2. Machine learning: By allowing computers to learn from experience, machine learning enables systems to adapt to new data and improve performance, including supervised learning, unsupervised learning, and reinforcement learning.

3. Natural language processing: The field that enables computers to understand, interpret, and generate human language, including speech recognition, semantic analysis, etc.

4. Computer vision: By allowing computers to "understand" images and videos, applications such as object recognition, image classification, and face recognition are realized.

3. Classification based on learning methods

1. Supervised learning: The system learns the mapping relationship between input and output through training data sets. During training, the system receives labeled data and then makes predictions based on those labels.

2. Unsupervised learning: The system does not have explicit labels, and the goal is to enable the system to discover patterns and relationships in the data on its own. Clustering and dimensionality reduction are common unsupervised learning methods.

3. Reinforcement learning: The system learns through interaction with the environment and receives rewards or penalties based on different behaviors.
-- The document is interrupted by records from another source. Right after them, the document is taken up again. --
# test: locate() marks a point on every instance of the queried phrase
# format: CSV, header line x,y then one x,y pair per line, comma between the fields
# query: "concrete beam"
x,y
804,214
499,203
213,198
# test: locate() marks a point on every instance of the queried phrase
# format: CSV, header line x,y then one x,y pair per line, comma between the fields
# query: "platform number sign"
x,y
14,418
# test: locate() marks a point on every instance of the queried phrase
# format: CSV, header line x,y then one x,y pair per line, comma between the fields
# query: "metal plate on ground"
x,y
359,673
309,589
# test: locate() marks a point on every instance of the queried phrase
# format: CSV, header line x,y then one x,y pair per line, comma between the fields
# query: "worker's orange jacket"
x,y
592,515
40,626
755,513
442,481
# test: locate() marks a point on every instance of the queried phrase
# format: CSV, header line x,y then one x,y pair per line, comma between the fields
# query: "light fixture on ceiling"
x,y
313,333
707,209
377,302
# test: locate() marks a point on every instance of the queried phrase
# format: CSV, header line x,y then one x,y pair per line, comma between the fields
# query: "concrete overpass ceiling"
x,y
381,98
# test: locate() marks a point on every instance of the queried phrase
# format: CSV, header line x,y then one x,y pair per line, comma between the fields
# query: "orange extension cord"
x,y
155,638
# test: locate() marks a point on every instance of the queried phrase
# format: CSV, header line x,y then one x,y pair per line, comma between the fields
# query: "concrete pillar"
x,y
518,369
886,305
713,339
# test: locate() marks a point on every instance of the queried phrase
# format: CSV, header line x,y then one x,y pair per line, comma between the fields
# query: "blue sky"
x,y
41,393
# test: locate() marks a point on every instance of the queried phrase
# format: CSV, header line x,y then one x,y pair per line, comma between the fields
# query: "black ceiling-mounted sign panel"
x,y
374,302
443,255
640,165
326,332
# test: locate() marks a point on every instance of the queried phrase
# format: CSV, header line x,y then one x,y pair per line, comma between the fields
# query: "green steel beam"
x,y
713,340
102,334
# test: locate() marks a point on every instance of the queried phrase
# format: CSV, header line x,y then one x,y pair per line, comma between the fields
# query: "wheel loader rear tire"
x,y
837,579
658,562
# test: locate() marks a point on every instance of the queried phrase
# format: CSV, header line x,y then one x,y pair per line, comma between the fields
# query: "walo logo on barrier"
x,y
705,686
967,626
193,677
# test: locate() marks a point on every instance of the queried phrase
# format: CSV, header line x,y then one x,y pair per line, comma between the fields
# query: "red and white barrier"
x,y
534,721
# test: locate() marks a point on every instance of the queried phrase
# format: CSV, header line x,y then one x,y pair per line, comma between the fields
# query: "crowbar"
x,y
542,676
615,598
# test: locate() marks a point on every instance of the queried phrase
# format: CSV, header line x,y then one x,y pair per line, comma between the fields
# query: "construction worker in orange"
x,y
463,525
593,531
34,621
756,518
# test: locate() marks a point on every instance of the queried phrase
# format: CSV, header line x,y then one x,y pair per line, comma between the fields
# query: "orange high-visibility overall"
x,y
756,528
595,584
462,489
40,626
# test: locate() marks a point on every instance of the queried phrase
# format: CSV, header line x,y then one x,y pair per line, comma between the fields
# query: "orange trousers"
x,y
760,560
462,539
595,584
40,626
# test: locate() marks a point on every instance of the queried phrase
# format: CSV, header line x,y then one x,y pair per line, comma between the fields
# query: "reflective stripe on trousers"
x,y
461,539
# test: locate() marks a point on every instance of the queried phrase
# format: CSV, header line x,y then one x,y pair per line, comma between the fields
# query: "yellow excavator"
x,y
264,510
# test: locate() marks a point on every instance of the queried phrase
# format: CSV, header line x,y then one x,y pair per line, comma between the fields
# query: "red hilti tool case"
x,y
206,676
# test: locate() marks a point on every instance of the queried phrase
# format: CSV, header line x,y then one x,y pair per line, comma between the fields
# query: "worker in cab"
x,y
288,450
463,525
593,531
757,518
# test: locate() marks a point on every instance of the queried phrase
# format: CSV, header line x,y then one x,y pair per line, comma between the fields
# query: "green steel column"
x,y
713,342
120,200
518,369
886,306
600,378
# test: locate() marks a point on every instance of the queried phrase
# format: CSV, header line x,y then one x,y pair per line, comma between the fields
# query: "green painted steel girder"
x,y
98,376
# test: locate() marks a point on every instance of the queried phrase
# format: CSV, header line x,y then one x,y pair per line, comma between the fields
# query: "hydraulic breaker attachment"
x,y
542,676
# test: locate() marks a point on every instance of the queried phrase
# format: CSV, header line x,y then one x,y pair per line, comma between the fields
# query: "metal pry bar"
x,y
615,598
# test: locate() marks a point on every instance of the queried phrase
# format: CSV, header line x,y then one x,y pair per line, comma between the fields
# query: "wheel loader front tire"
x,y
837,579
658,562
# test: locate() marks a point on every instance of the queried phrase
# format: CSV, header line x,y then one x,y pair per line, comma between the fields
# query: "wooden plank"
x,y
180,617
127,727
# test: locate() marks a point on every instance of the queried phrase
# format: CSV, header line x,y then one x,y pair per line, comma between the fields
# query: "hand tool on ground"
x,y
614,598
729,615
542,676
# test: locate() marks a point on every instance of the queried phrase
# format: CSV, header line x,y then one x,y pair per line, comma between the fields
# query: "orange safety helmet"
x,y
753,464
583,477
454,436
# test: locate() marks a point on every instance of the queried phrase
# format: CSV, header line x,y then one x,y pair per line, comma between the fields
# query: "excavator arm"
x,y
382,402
Reinforcement learning is often used in scenarios that require decision-making and action, such as games and robot control.

IV. Classification based on application fields

1. Healthcare: including disease diagnosis, medical image analysis, and patient management.

2. Financial field: used for risk management, transaction prediction, anti-fraud, etc.

3. Transportation and logistics: including self-driving cars, path planning, and logistics optimization.

4. Education field: providing personalized learning, intelligent assisted teaching, etc.

5. Entertainment and games: including virtual reality, augmented reality, and smart games.